Un tiers de fiction, un tiers de dérision, un tiers d'observation. Et un tiers de réalité.

Cuisine et indépendances

Où il est question de jeux, de gsm et de Stéphane De Groodt, alias Maurice.

L’homme, tout comme la femme, ne vit pas que d’amour et d’eau fraîche. Il lui faut aussi des secrets, du pain et des jeux. Surtout lorsqu’il attend l’épidémie si redoutée de  » Tu fais quoi, pour le 31 ? « . Un premier cas venait d’être répertorié, la veille. En attendant, à la table n° 9, une joie loquace, fraîche et acide comme une pomme verte émanait du groupe qui s’était constitué au hasard des places vides et des tables trop remplies.

– Si on jouait ? lança une des attablées. Comme dans le film avec ce grand type-là, le gars au poil rare et au verbe alambiqué ?

– C’est moi, le grand type au poil rare.

– Ne poussez pas le bouchon trop loin, Maurice, lui rétorqua la femme qui avait le jeu aux tripes.

– Pardon, mais c’est moi ! Et je m’appelle Orvoir, ce qui n’est vraiment pas pratique pour lier connaissance.

Alors, l’attablée joueuse acquiesça : oui, à n’en point douter, c’était bien lui, le grand con du cinéma. Un Stéphane machin chose (1)

– On joue ? répéta la femme avec le snobisme hallucinant de celle qui s’empare de la simplicité et fait mine de la découvrir. On pourrait lire les messages, dès qu’un portable sonne, vibre ou clignote !

– C’est le pitch de mon film, ça, grommela ledit grand con.

– On ne vous a pas sonné, Maurice.

Un long pow-wow s’ensuivit, alors que, de l’autre côté du comptoir, une serveuse et sa queue de cheval attendaient la commande – huit bières ! – avant de plonger vers les chopes réclamées. Le temps se balançait en encensoir au bout de cette queue de cheval qui dansait en hypnotisant.

Bertrand, le cuisinier, caché dans une ombre, mordillait le bout de son couteau : alors, comme ça, le grand con avait des vues sur sa Lorelei ? ! Eh bien, il allait jouer, monsieur Cinéma.

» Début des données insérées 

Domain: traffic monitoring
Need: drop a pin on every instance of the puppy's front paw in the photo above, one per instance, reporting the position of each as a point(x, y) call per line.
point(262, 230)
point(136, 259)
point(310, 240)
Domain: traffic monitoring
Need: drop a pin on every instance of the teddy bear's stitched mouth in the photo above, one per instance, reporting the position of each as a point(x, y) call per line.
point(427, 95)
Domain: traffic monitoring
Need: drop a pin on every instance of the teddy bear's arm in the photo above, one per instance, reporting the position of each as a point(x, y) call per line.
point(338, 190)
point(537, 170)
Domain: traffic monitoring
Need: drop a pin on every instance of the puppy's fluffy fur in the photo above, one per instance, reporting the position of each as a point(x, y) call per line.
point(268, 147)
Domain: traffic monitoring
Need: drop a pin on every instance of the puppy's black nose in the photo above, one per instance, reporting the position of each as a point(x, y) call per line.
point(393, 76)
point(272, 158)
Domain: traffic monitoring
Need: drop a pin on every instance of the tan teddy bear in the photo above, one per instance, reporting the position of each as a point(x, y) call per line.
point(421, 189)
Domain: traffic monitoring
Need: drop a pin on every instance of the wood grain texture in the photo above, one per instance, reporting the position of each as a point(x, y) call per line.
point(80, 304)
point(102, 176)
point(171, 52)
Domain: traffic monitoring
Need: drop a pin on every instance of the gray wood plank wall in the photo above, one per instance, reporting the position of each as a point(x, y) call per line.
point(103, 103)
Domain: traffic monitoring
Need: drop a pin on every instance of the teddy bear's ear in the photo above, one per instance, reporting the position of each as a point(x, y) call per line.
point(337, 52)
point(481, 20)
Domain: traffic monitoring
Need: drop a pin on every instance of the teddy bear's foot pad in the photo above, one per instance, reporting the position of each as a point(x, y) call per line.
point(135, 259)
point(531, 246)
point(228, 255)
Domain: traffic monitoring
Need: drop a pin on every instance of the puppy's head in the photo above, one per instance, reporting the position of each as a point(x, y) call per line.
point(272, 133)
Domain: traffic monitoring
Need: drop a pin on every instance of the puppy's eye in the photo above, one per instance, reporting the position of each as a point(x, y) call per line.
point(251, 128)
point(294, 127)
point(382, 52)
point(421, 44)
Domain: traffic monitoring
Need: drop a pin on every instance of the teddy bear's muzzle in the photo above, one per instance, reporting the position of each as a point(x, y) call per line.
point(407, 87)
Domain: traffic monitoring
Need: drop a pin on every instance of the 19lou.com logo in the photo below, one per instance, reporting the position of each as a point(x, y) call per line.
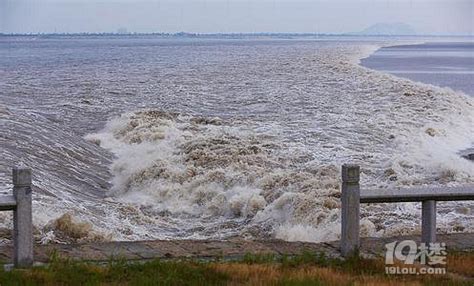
point(406, 257)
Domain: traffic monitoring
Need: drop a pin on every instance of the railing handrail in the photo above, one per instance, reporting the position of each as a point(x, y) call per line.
point(417, 194)
point(352, 197)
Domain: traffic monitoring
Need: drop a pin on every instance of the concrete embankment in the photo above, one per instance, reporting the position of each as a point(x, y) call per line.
point(227, 249)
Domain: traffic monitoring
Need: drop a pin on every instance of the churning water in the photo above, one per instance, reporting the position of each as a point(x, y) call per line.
point(175, 138)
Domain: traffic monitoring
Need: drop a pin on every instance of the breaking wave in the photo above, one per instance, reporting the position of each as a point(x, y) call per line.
point(265, 164)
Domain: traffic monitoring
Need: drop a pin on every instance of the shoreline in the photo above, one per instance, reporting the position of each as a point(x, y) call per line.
point(231, 249)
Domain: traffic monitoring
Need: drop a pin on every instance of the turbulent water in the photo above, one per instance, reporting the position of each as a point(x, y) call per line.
point(142, 138)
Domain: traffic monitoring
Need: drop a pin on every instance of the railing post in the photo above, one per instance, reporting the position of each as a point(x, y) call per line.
point(428, 221)
point(22, 218)
point(350, 210)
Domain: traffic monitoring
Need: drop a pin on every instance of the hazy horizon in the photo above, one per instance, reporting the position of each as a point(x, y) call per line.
point(233, 16)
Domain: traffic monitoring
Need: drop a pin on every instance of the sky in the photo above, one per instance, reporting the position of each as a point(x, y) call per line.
point(233, 16)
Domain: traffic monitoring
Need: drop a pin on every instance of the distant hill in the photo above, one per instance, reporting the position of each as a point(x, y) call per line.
point(388, 29)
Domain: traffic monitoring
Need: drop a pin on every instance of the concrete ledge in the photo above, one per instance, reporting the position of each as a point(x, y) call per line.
point(206, 249)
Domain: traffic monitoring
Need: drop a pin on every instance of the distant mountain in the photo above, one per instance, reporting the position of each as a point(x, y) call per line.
point(388, 29)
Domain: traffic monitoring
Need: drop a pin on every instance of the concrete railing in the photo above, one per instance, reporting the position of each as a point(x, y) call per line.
point(352, 196)
point(20, 204)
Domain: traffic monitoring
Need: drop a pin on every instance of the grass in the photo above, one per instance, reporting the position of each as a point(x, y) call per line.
point(305, 269)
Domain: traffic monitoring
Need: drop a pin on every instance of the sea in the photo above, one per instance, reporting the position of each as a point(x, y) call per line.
point(145, 137)
point(445, 64)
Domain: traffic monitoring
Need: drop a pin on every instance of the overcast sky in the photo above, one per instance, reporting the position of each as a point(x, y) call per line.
point(226, 16)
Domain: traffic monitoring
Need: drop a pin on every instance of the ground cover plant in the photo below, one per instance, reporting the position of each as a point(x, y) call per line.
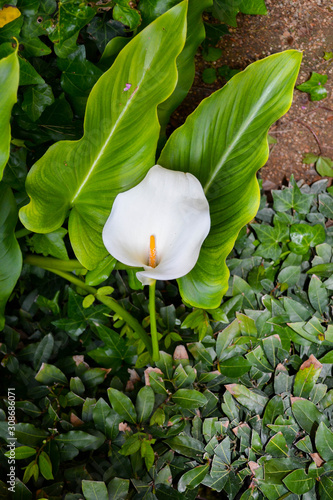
point(231, 396)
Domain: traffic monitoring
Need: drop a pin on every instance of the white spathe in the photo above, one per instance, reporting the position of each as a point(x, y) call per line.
point(172, 207)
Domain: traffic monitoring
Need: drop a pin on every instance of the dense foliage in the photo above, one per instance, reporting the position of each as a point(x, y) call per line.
point(240, 402)
point(246, 407)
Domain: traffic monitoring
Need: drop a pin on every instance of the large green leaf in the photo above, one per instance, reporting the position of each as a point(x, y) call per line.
point(10, 253)
point(119, 142)
point(223, 143)
point(9, 78)
point(227, 10)
point(185, 61)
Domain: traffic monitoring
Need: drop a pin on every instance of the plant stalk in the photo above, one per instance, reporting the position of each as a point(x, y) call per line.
point(153, 329)
point(46, 263)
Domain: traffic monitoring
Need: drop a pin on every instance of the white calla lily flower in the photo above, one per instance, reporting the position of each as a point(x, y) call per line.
point(159, 225)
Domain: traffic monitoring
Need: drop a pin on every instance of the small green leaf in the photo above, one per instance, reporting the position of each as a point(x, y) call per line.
point(50, 244)
point(10, 253)
point(289, 275)
point(307, 415)
point(29, 435)
point(326, 205)
point(36, 99)
point(45, 465)
point(186, 445)
point(328, 55)
point(318, 295)
point(211, 54)
point(189, 399)
point(32, 470)
point(132, 444)
point(94, 490)
point(145, 401)
point(81, 440)
point(303, 236)
point(324, 166)
point(209, 75)
point(306, 377)
point(309, 158)
point(118, 488)
point(192, 478)
point(324, 442)
point(299, 482)
point(9, 76)
point(253, 401)
point(122, 405)
point(127, 16)
point(277, 468)
point(101, 272)
point(315, 86)
point(277, 446)
point(50, 374)
point(22, 452)
point(88, 301)
point(235, 367)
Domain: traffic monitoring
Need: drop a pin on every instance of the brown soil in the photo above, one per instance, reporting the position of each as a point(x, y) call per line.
point(305, 25)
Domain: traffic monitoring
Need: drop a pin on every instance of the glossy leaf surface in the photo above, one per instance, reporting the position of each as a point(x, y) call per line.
point(223, 143)
point(9, 79)
point(85, 176)
point(10, 253)
point(185, 61)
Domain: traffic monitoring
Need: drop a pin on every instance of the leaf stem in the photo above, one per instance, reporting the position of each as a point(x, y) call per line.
point(46, 263)
point(153, 329)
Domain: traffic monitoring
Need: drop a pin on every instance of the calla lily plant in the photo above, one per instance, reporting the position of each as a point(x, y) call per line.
point(159, 225)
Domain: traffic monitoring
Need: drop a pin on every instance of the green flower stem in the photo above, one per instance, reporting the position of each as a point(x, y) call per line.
point(22, 232)
point(46, 263)
point(50, 263)
point(153, 329)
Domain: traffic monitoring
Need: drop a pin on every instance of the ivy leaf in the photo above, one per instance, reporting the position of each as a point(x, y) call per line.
point(127, 16)
point(10, 253)
point(309, 158)
point(304, 236)
point(209, 75)
point(50, 244)
point(324, 166)
point(314, 87)
point(8, 14)
point(227, 11)
point(102, 32)
point(328, 55)
point(36, 99)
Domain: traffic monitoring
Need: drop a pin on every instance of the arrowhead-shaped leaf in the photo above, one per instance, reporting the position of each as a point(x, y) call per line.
point(10, 253)
point(9, 78)
point(119, 143)
point(223, 143)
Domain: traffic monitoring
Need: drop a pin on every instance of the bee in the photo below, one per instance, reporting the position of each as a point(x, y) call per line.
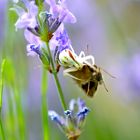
point(82, 70)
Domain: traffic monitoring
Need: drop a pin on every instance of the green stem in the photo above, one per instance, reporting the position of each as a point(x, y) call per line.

Au pas de course, Bertrand s’en retourna à sa cuisine et en ramena quelques-unes de ses inventions, qu’il soumit à la table n° 9 : une roulette russe mangeable, des fourchettes géantes et arquées, des verres siamois et des masques vénitiens. D’emblée, le jeu prit une tournure guerrière. Pas une manche sans qu’un couple ne se déchirât :  » Et c’est qui, cette nénette à moitié nue ? Et c’est quoi, cette invitation à dîner ? Comment ? Un palace pour deux, à Zaventem ? !  »

Les uns après les autres, les portables clignotaient comme de monstrueuses Pythies technologiques surgies d’une saloperie de boîte de Pandore : les gens rougissaient, s’énervaient. Leurs explications étaient embrouillées.  » On va vous laisser « , hasarda une femme.  » On repassera jeudi « , ajouta le mari.  » Ou vendredi.  »

 » Oui, oui, si vous voulez « , bégaya distraitement le vieil Heinrich. Et il se dit, le vieux :  » Les hommes savent-ils que, quand ils jouent aux dames, ils jouent aux échecs ?  »

Mais c’est pas tout ça : l’heure tourne ! Où est encore passé le serveur ? S’agirait pas de louper le film, qui va démarrer à 20h15, sur la Une…

(1) Trois infos dans ce billet : le film Le Jeu, avec Stéphane De Groodt ; un livre de cuisine proposant des jeux mangeables (Edible Games, par Jenn Sandercock) et le concept de Charlotte Brocard qui organise des événements gourmands et malicieux : www.onnejouepasatable.com.